The technical challenge here is substantial. For an AI to listen while generating speech requires the system to manage multiple streams of input and output simultaneously, to understand context in real time, and to make split-second decisions about when to speak and what to say. The company's demonstration showed this working across both voice and video, suggesting the models can process visual cues alongside audio—facial expressions, gestures, the physical presence of the person on the other end.

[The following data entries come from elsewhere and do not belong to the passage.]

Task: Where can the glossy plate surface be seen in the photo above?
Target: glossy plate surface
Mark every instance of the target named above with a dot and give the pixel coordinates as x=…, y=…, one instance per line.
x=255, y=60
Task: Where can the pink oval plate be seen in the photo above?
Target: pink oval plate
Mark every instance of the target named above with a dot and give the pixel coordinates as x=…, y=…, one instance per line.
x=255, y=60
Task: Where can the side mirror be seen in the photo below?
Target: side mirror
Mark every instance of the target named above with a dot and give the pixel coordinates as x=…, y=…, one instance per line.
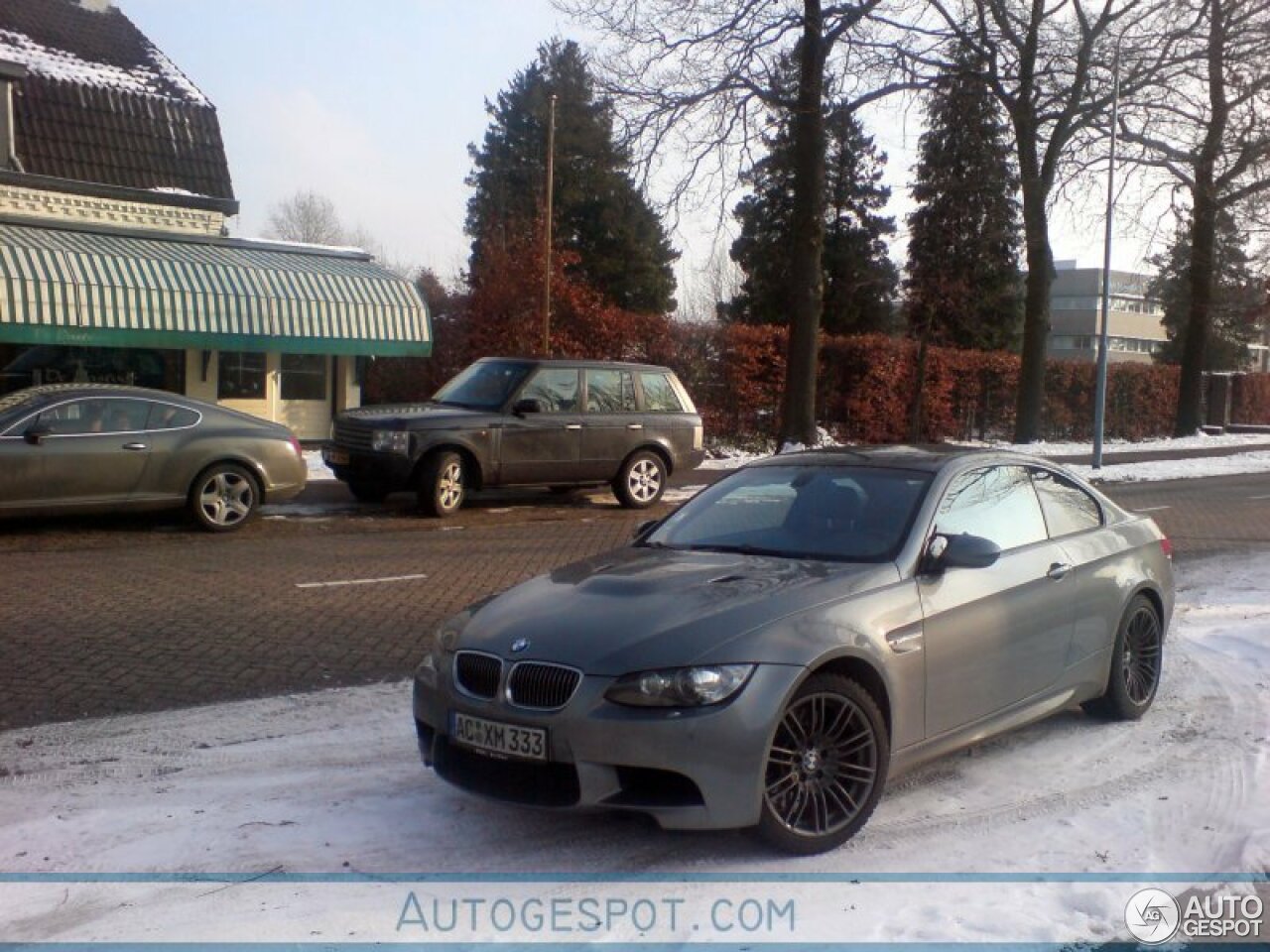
x=529, y=405
x=960, y=552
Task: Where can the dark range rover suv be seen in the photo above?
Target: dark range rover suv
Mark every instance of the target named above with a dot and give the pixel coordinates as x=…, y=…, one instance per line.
x=524, y=421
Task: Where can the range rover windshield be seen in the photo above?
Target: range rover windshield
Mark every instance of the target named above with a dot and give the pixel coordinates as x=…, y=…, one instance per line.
x=484, y=386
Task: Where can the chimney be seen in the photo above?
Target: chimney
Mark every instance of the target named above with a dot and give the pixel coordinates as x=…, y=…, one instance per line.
x=10, y=73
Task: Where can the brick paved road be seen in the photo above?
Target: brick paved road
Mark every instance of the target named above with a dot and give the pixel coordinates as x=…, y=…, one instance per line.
x=109, y=616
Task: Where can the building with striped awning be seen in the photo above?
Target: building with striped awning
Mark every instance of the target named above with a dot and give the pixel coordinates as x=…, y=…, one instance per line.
x=114, y=258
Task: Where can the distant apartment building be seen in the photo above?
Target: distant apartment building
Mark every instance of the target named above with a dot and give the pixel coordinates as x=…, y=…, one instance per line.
x=1135, y=329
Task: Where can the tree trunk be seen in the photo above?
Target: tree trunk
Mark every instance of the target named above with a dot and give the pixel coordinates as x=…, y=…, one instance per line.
x=915, y=416
x=1205, y=208
x=1040, y=277
x=807, y=236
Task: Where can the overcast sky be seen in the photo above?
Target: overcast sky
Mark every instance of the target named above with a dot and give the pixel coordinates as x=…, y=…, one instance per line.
x=373, y=104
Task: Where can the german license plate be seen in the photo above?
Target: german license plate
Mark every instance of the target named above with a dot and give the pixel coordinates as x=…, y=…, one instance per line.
x=497, y=738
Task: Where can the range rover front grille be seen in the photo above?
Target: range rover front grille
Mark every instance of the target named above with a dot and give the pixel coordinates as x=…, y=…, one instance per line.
x=477, y=674
x=544, y=687
x=353, y=436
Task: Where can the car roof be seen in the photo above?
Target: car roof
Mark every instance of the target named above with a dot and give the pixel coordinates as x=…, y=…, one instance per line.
x=71, y=390
x=578, y=362
x=925, y=457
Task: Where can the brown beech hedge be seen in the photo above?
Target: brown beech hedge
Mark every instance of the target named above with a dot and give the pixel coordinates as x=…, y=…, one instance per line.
x=866, y=385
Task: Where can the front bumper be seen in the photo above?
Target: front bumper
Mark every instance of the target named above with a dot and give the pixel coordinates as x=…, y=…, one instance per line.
x=688, y=769
x=389, y=470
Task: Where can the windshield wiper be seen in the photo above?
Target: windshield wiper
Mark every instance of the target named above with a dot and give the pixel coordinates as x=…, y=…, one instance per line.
x=743, y=549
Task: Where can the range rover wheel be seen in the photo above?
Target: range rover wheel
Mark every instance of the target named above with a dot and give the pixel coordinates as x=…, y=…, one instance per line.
x=223, y=498
x=441, y=484
x=642, y=480
x=1135, y=661
x=826, y=767
x=365, y=492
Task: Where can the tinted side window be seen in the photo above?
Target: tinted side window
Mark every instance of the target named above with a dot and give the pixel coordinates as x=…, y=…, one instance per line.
x=556, y=388
x=997, y=503
x=659, y=397
x=1067, y=507
x=168, y=416
x=94, y=416
x=610, y=391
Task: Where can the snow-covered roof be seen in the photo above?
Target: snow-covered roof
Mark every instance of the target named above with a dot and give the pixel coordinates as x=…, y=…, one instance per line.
x=100, y=103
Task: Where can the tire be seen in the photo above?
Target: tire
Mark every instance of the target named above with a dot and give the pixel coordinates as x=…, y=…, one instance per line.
x=1137, y=657
x=826, y=767
x=223, y=498
x=642, y=480
x=443, y=484
x=367, y=492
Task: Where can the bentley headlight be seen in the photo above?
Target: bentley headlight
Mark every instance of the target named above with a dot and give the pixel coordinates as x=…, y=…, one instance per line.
x=680, y=687
x=391, y=442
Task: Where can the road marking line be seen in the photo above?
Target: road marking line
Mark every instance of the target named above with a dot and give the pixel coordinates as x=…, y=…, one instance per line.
x=357, y=581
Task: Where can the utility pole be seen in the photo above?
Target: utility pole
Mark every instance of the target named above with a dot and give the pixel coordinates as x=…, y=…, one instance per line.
x=547, y=240
x=1100, y=391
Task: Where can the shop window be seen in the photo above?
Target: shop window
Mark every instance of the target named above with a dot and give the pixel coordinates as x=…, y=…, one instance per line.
x=304, y=377
x=46, y=363
x=243, y=376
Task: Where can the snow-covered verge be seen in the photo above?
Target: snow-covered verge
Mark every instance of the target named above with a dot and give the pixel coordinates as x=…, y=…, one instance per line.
x=1193, y=468
x=1199, y=440
x=318, y=470
x=1066, y=819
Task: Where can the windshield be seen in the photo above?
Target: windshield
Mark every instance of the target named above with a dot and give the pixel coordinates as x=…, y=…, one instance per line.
x=18, y=400
x=484, y=386
x=838, y=513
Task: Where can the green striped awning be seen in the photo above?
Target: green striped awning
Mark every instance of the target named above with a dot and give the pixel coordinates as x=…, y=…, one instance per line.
x=60, y=286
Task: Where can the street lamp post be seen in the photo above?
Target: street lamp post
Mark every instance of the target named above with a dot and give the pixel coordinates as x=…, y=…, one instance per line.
x=1100, y=391
x=547, y=240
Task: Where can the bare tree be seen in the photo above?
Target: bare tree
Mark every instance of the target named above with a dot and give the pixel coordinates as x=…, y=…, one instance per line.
x=702, y=77
x=1210, y=132
x=1042, y=60
x=305, y=216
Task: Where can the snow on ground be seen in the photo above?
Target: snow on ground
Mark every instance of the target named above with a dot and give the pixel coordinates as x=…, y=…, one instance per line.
x=330, y=783
x=1198, y=467
x=318, y=470
x=1121, y=445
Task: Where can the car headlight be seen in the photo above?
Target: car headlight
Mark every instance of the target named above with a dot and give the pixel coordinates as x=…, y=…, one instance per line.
x=680, y=687
x=437, y=644
x=391, y=442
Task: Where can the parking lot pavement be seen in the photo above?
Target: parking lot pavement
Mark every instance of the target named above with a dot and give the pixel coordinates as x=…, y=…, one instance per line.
x=125, y=615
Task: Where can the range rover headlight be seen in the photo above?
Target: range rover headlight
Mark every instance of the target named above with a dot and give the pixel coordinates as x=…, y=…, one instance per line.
x=391, y=442
x=680, y=687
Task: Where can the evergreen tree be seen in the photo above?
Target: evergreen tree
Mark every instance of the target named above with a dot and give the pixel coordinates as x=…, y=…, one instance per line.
x=858, y=277
x=1238, y=307
x=962, y=286
x=620, y=245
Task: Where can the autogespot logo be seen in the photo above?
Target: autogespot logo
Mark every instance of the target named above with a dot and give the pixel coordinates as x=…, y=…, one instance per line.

Why this matters extends beyond the novelty of smoother conversation. Murati and her team are positioning this as a solution to what they frame as a collaboration bottleneck. In workplaces, teams increasingly rely on AI for brainstorming, problem-solving, and decision support. But if every exchange with the AI feels stilted or delayed, the friction accumulates. Workers lose the sense of flow. The AI becomes a tool you consult rather than a partner you think alongside. Real-time interaction models could change that dynamic, making AI collaboration feel less like querying a database and more like working with a colleague.
The startup's timing is notable. The AI landscape has stabilized somewhat after the initial shock of large language models. Companies are now focused on the next layer of problems: how to make these systems actually useful in daily work, how to integrate them into existing workflows without creating new friction. A system that can have a natural conversation—that listens, responds, adapts—addresses a real gap in current offerings.
Thinking Machines has not yet released detailed technical specifications or made the models available to the public. The demonstration was a preview, a signal of direction. But the company's emergence from stealth with this particular capability suggests Murati sees real-time conversational AI as the frontier worth pursuing. Whether the technology delivers on its promise at scale, and whether it actually solves the collaboration problems companies face, remains to be tested. What's clear is that the conversation about what AI should do next has shifted from raw capability to usability, from impressive to practical.
Notable Quotes
Thinking Machines wants to build an AI that actually listens while it talks— TechCrunch reporting on the company's stated goal
The Hearth Conversation Another angle on the story
What's the actual difference between what Thinking Machines built and what, say, ChatGPT can already do?
The core difference is simultaneity. ChatGPT waits for you to finish speaking before it starts thinking. Thinking Machines' system can process your words while you're still saying them, and start responding before you're done. It's the difference between a turn-based game and a real conversation.
But why does that matter so much? People don't mind waiting a second or two for an answer.
They don't mind consciously. But it changes the texture of the exchange. When there's lag, you lose the back-and-forth momentum. You can't interrupt each other naturally. You can't build on half-formed thoughts. It stops feeling like thinking together and starts feeling like you're waiting for a machine to process.
So this is really about the feeling of it, not the intelligence itself.
Exactly. The AI might be just as smart. But if it can't keep pace with human rhythm, it becomes a bottleneck. Murati's bet is that teams will actually use AI more, and use it better, if the conversation doesn't feel broken.
Has anyone else tried this?
There's been research in this direction, but Thinking Machines appears to be the first to demonstrate it working reliably across voice and video at scale. That's the claim, anyway. We'll see if it holds up.
What happens if it does work?
Then the entire category of AI assistants shifts. You're not consulting a tool anymore. You're collaborating with one. That changes what people ask it to do, and what they expect from it.